During IndyCar’s season finale race weekend, Johnson told reporters Sept. 9 that he planned to explore his options with wife Chandra and daughters Evie and Lydia. Johnson told the Associated Press that his family is considering living abroad for a year or two, and he has toyed with the idea of running in the World Endurance Championship sports car series because of its international locales.

Johnson hasn’t ruled out IndyCar, IMSA sports cars or even a cameo in NASCAR next year. Since retiring from full-time NASCAR after the 2020 season, he has entered the endurance races of the IMSA WeatherTech SportsCar Championship in the No. 48 Ally Cadillac (including Saturday’s Petit Le Mans season finale). Johnson also wants to race in the 24 Hours of Le Mans and is a prime candidate for the Garage 56 entry (a joint project of NASCAR and Hendrick Motorsports).

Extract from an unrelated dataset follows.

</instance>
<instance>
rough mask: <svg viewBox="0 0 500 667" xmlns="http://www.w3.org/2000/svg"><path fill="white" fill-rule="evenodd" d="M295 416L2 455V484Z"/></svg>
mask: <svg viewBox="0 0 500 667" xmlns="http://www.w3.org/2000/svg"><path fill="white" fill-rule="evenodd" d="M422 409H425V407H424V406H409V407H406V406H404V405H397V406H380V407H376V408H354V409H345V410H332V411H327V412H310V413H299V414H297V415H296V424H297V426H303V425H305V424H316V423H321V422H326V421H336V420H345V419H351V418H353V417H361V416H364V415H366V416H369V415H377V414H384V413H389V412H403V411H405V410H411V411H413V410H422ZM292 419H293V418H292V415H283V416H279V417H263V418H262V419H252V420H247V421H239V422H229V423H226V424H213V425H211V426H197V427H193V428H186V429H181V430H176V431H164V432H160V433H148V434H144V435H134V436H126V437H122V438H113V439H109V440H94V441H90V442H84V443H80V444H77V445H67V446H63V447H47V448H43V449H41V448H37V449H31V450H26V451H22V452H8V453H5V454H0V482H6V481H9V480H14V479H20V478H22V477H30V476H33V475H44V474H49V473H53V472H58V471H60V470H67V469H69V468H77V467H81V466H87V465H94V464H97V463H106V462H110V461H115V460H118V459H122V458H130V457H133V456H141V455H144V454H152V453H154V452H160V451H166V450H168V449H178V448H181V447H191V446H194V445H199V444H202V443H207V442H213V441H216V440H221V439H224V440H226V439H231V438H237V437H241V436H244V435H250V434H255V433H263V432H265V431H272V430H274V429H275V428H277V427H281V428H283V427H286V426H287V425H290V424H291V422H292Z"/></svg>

Johnson told the AP he is interested in becoming the latest driver to try “The Double” and run both the Coca-Cola 600 and Indy 500 on the same day (the most recent was Kurt Busch in 2014).

“You know me and endurance sports, and ‘The Double’ sounds awesome,” Johnson, a four-time Coke 600 winner, told AP. “I’ve always had this respect for the guys who have done ‘The Double.’ I would say it is more of a respect thing than a bucket-list item, and I’d love to put some energy into that idea and see if I can pull it off.”

It is less likely that he would return to IMSA’s endurance events because its top prototype series is being overhauled, limiting the amount of inventory available for the new LMDh cars in the rebranded GTP division.

Johnson has confirmed that he would retain primary sponsor Carvana, which has backed him in IndyCar the past two years. He revealed his decision Monday during the last episode of “Reinventing the Wheel,” Carvana Racing’s eight-part docuseries about his 2023 season.

“I’m thankful for the partnership with a company like Carvana for allowing me to take this journey in IndyCar, for seeing the value in our partnership and being open to future opportunities together,” Johnson said. “They have truly showed me that there are no finish lines in life. Along with Carvana, The American Legion, Ally, cbdMD and Frank August were there every step of the way, and I couldn’t have done it without all of them. Most importantly — and the true rockstars in all of this –my family, Chani, Evie and Lydia. They have always allowed me to chase my dreams, and we are all just really excited about what the future holds for all of us. I have enjoyed every minute of these last two years.”

Said Carvana co-founder Ryan Keeton: “During the past two years, Jimmie Johnson has been so amazing to collaborate with. Our team admires his passion, hard work and commitment to continuous improvement while also having fun, and we look forward to continuing to support him next year in this new chapter.”